四冊目
あの後、九尾苑さんと話し合った僕はこの店で住み込みのバイトと決定した。
「じゃあ先ず、団扇で大分散らかったからね。片付けしよっか」
九尾苑さんは汗をかいたから服を着替えようくらいの勢いで言う。
僕は、あれ程の炎が燃え盛っていたのだから本くらい全て燃えてしまったと思っていたが、これは………………。

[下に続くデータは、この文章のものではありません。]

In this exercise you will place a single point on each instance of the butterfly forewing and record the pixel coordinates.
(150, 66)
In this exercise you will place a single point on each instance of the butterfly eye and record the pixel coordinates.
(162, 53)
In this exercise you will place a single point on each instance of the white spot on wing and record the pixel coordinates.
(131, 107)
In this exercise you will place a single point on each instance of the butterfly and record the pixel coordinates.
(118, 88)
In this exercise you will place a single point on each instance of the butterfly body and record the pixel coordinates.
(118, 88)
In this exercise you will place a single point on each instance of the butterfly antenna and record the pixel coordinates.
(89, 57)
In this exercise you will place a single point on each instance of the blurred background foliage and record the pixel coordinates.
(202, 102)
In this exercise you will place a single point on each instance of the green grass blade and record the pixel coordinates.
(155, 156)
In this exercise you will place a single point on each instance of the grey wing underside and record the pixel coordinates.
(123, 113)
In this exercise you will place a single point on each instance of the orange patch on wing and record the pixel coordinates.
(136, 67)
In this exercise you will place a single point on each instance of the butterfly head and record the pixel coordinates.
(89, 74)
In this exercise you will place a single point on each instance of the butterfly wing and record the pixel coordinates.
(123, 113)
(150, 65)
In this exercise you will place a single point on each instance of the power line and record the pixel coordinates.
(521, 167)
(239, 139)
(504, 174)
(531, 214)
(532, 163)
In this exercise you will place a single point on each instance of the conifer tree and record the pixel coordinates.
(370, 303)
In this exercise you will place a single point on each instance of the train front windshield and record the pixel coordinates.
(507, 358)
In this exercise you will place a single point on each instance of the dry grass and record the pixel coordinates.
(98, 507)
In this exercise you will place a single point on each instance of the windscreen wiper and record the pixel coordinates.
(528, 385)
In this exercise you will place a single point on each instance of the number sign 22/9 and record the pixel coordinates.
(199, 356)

「九尾苑さん、ちょっと気になったんですけど、あの羽団扇って大火事になってもおかしくないぐらい炎出てましたけど本って全部無事なんですね」
「ああ―――まああれくらいなら焦げ跡も付かないよ」
「焦げ跡も! 何か特殊な素材でも使ってるんですか?」
質問してみると九尾苑さんはニヤニヤしながら説明してくれた
九尾苑さんが言うからには本が焼けていないのは妖達の使う術、妖術というものが理由らしい。
人間基準で言ってしまえば特技のような物だとのこと。
一族の伝承や有名な言葉などが元になり発現し伝わる物、それから後の修行次第で身につける物や道具で使える物もあるらしい。
この本の場合は、狐に摘まれたという言葉が元になった九尾苑さんの一族に伝わる妖術、狐摘と言う術が使われているらしい。
物資の能力をそれ以上なのだと世界を騙す術で、本を壊れにくくする以外にも槍を長く騙したり刀を鋭く騙すことも可能だそうだ。
余りにも相手と自分の実力差が大きいと意味が無いらしいが、今回の天狗は弱い方だったらしい。
上位の天狗だったら危なかったと笑いながら言っていたが先程の余裕そうな顔を思い出すと、出会ってほんの数分程度の間柄で詳しく知らない相手の筈なのに、九尾苑さんならばなんとかしてしまいそうだと思えてくる。
片付けが終わると無貌木さんがお茶を淹れてくれた。
無貌木さんは古本屋に吸い込まれた直後、僕の胸に手を当てて天狗攫いと言う原因を突き止めてくれた人。
五年前からこの店で働いているらしい。
「お疲れ様―――今日はいきなり天狗攫いにあったり、天狗に襲われたと思ったら住み込みが決定とか疲れたでしょ? 少し休んでな」
「ええ、もう知らない事が多すぎて頭の中がぐちゃぐちゃですよ」
「まあ、いきなり別世界のような環境に飛ばされたんだ。体がぐちゃぐちゃになってないだけ儲けもんだよ」
本当に、情報が多すぎて頭が破裂してしまいそうだ。
そんな事を考えていると、店の奥に消えていた九尾苑さんが戻ってきた。
「一気に情報を詰めすぎても良くない―――続きはまた後でとしよう。先ずは夕飯で腹を満たすなんてどうだい?」
そう言い、九尾苑さんは手招きをする。
僕と無貌木さんがそれについて行くと、そこには僕を含めた人数分の食事が用意されていた。